RELEASE DATE: November 15
Robot and Frank is part comedy, part heist and all heart. On the surface it’s the story of an aging ex-jewel thief who receives an unwanted robot butler from his son. But beneath this plot lies a script that is painfully aware of just how much of our lives are pinned to memories.
Frank Langella plays Frank, a retiree pushing eighty and living alone in a small American town. His wife has left him years ago due to his criminal past and his son and daughter visit infrequently. Dementia is starting to take its toll and Frank finds himself burgling his own house or continually planning to have dinner at a long-closed restaurant. His routine seldom varies from a walk into town to practice thieving and a trip to the local library. It’s a believable ‘near future’ where cars have become even smaller and more fuel efficient, mobile telephones are now credit-card thin and the library barely has any books.
So it’s not unbelievable that Frank’s successful son turns up one day with the latest in home care, a robotic servant who can monitor his father’s health. However when the ex-con discovers that ‘Robot’ has no moral subroutines, he decides to reprogram him for a more exciting form of exercise.
Futuristic settings often mask present-day problems. Frank’s biggest issue is not his criminal past but that his ‘work’ took him away from his children. In Frank’s case it was two stretches in prison that did the damage. “When I finally got home,” he tells his son, “I thought you were the neighbour’s kid.”
Frank’s children actually care a great deal but they struggle to understand their father and their modern lives leaves them largely out of the picture. His life begins to resemble that of Don Quixote, a book Frank steals from the library about a soft-headed knight who seeks out adventure for the sake of having a purpose. Not surprisingly the much-resented Robot actually comes to mean a great deal to the aging man because he is as constant as Quixote’s faithful Sancho, the squire who shares his master’s adventures. When a twist of the plot threatens to lead to Robot’s memory being erased, Frank realizes he will be losing not just his companion but part of himself as well.

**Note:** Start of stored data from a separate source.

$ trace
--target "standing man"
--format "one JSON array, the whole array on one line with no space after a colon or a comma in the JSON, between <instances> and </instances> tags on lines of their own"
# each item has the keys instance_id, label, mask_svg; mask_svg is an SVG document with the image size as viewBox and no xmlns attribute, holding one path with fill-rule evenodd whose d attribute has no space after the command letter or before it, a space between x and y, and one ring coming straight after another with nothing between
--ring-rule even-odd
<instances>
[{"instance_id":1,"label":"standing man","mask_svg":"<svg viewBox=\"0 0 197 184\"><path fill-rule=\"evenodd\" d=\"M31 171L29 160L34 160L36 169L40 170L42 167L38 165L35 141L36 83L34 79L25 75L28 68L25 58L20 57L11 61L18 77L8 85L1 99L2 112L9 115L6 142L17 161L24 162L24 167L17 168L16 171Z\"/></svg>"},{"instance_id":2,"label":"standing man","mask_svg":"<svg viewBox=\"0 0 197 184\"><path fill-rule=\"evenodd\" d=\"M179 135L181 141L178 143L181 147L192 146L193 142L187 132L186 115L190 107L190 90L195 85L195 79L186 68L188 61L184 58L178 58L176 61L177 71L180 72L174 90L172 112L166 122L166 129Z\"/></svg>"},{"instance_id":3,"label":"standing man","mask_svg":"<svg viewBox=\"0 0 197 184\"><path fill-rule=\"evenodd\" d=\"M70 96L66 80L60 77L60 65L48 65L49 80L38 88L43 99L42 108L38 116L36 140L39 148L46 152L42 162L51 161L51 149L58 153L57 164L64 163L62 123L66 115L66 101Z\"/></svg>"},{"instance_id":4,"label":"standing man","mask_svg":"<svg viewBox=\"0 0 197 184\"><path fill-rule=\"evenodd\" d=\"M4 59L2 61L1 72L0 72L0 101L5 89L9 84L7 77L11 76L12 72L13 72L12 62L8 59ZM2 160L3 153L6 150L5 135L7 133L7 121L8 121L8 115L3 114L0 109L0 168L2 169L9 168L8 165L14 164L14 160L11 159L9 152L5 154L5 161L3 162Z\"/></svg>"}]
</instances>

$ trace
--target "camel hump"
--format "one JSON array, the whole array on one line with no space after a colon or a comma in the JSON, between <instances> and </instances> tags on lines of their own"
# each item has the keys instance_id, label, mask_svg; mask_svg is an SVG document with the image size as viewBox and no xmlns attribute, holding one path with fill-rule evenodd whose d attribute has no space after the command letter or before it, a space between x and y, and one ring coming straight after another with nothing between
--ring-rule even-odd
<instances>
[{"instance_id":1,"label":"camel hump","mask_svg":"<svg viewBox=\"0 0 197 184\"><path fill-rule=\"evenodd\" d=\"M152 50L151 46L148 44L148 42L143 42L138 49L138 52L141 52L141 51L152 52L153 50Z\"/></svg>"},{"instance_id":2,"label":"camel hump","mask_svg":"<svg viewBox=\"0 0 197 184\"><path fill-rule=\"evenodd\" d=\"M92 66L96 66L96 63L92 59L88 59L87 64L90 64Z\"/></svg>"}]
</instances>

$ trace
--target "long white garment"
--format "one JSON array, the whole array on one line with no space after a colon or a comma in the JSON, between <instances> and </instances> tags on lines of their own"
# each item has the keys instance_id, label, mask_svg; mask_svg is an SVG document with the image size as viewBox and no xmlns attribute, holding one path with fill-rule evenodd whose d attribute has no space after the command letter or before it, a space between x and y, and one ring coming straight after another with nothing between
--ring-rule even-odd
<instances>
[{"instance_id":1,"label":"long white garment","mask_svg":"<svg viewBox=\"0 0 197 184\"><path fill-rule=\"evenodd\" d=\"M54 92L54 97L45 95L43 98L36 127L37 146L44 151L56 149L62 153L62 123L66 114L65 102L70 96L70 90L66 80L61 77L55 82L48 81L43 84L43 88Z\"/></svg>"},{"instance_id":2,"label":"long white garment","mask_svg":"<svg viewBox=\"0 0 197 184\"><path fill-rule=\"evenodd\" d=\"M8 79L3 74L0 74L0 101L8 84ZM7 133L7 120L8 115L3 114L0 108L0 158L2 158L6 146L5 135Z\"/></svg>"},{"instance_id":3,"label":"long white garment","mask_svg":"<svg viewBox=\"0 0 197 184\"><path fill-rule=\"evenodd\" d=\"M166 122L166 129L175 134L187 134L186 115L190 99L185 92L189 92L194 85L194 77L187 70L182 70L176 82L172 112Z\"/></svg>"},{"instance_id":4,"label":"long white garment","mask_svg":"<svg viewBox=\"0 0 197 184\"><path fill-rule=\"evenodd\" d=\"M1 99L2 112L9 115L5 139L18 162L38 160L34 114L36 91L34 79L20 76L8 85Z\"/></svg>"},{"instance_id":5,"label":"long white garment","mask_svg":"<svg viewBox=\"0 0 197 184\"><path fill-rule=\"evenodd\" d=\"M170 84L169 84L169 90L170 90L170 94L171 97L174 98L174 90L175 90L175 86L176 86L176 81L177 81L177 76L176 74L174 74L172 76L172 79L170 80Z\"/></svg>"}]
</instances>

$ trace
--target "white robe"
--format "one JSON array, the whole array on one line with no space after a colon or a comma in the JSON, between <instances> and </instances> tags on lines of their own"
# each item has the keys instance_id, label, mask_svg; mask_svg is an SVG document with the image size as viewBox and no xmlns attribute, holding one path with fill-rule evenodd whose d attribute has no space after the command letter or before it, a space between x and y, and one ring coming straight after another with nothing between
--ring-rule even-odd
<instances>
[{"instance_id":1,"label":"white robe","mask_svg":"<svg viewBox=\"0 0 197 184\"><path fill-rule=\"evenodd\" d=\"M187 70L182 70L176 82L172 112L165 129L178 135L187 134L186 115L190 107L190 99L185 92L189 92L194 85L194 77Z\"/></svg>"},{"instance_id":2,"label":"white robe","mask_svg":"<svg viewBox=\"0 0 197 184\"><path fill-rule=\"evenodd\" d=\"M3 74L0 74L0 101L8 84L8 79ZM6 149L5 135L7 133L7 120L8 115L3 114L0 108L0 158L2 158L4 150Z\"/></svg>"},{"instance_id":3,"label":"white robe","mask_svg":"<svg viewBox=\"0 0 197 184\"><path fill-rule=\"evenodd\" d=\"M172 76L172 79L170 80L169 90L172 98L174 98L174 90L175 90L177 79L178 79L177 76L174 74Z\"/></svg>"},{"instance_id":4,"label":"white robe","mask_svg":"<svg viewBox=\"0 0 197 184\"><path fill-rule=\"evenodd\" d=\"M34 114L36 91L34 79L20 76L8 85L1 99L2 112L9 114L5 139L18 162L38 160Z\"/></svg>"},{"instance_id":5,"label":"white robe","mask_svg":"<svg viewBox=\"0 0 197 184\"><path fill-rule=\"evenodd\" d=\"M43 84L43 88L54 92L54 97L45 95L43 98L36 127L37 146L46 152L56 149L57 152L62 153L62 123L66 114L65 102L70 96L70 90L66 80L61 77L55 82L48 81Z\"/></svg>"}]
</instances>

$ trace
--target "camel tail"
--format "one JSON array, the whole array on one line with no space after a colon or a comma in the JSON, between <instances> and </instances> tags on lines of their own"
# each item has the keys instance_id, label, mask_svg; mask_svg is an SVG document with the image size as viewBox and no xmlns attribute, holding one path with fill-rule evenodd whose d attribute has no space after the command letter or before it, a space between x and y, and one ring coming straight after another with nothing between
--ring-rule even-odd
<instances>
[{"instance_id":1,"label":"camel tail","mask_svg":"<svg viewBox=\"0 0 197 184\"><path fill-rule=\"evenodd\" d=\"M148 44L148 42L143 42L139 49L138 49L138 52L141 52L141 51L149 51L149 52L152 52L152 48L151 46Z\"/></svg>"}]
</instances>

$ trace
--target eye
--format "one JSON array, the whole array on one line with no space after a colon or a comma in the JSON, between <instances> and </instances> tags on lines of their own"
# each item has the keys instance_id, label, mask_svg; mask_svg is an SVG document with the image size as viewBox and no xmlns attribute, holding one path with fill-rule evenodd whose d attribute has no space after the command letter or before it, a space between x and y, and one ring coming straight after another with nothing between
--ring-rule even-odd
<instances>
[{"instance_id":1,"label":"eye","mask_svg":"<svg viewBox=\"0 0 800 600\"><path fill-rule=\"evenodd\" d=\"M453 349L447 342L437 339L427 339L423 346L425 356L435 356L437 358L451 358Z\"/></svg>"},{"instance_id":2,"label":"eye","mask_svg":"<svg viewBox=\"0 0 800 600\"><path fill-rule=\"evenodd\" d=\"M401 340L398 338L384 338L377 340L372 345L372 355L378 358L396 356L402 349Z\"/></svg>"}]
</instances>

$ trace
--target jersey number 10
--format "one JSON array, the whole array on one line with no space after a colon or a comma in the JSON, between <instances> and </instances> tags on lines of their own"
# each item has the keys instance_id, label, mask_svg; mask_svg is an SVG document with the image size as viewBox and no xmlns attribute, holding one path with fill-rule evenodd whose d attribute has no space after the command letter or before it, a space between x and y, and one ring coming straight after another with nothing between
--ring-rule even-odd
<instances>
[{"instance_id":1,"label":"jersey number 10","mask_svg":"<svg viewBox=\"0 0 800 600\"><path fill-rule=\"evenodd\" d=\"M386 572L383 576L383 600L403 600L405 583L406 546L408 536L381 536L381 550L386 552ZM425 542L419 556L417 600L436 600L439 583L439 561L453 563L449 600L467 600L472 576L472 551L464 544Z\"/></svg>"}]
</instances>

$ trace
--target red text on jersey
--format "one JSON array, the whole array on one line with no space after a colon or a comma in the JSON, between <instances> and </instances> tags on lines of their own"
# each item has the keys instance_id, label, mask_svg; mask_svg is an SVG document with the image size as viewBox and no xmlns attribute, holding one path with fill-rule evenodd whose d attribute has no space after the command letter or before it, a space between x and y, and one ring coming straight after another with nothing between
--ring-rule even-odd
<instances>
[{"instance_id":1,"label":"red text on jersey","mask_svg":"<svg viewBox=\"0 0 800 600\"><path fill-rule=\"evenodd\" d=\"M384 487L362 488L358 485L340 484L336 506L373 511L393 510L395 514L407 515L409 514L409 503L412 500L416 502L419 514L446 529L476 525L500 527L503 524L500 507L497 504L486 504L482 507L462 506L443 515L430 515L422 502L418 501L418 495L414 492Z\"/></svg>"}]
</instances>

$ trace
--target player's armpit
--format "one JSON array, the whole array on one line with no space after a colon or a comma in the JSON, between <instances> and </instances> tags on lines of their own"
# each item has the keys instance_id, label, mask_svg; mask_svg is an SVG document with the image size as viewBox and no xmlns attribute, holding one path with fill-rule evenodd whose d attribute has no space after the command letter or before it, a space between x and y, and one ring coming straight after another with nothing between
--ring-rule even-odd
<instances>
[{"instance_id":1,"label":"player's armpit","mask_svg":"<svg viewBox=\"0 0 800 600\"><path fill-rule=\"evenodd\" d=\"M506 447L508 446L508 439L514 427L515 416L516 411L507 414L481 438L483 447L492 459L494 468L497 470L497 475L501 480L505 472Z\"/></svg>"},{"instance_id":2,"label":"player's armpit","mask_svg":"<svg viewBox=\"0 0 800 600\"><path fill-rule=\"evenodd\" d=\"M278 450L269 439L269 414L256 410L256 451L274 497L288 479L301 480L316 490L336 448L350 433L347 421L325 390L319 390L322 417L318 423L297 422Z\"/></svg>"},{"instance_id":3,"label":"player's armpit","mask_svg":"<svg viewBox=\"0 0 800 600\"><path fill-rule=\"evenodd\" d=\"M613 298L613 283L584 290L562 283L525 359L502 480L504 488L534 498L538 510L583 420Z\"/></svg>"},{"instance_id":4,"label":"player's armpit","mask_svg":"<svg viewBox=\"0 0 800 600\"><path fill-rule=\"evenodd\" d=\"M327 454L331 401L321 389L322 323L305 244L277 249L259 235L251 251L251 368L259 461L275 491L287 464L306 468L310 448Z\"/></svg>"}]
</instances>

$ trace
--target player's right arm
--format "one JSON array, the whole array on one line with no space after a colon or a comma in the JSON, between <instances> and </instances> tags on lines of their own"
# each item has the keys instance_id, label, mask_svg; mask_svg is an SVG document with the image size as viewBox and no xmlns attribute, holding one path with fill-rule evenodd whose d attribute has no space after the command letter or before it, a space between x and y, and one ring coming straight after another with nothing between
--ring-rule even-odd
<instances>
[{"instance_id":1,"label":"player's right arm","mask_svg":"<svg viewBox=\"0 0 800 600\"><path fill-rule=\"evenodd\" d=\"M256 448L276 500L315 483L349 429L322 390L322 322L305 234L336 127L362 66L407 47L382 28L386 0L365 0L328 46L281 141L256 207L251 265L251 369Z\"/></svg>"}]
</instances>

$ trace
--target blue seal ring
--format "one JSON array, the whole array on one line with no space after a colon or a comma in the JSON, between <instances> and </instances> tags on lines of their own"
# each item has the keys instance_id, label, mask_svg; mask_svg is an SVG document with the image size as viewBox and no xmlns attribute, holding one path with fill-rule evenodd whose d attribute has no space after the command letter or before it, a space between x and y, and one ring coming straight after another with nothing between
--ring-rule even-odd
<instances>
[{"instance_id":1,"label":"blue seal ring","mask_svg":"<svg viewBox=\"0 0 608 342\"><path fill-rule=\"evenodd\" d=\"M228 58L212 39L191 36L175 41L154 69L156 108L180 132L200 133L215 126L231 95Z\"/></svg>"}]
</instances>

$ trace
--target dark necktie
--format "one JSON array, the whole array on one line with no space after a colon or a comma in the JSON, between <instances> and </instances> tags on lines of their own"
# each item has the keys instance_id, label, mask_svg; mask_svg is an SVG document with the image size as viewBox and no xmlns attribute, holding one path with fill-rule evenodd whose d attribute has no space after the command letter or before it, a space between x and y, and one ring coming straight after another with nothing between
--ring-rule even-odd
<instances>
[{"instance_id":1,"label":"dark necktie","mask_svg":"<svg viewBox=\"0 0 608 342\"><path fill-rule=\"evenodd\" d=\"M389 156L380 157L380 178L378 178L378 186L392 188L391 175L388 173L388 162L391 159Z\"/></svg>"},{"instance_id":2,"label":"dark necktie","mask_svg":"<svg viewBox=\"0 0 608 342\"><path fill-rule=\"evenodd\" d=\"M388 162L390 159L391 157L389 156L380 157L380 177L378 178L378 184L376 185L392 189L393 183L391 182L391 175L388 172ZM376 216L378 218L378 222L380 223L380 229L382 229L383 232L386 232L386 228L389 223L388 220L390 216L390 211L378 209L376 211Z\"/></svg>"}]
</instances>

Robot and Frank places its finger on one of the real tragedies of the human condition. Our lives are impossible to record in any real detail and so much of what we value resides in the memories we share with others. When someone is taken away from us it represents not only the loss of a friend but the events that explain so much about who we are. And when we personally forget, we lose the last vestiges of who we are. A world in which our permanence is measured by some journal entries and a collection of digital photographs is actually a very sad place. Watching Robot and Frank I was reminded, though, that the Christian trusts not just their future but their past to a God who never forgets:
“All the days ordained for me were written in your book before one of them came to be.” – Psalm 139:16
That is the sort of comfort the best advances in technology will never be able to surpass. When we finally reach Heaven we will meet Someone who is able to bring to life the brightest blessings that have long ago slipped our minds.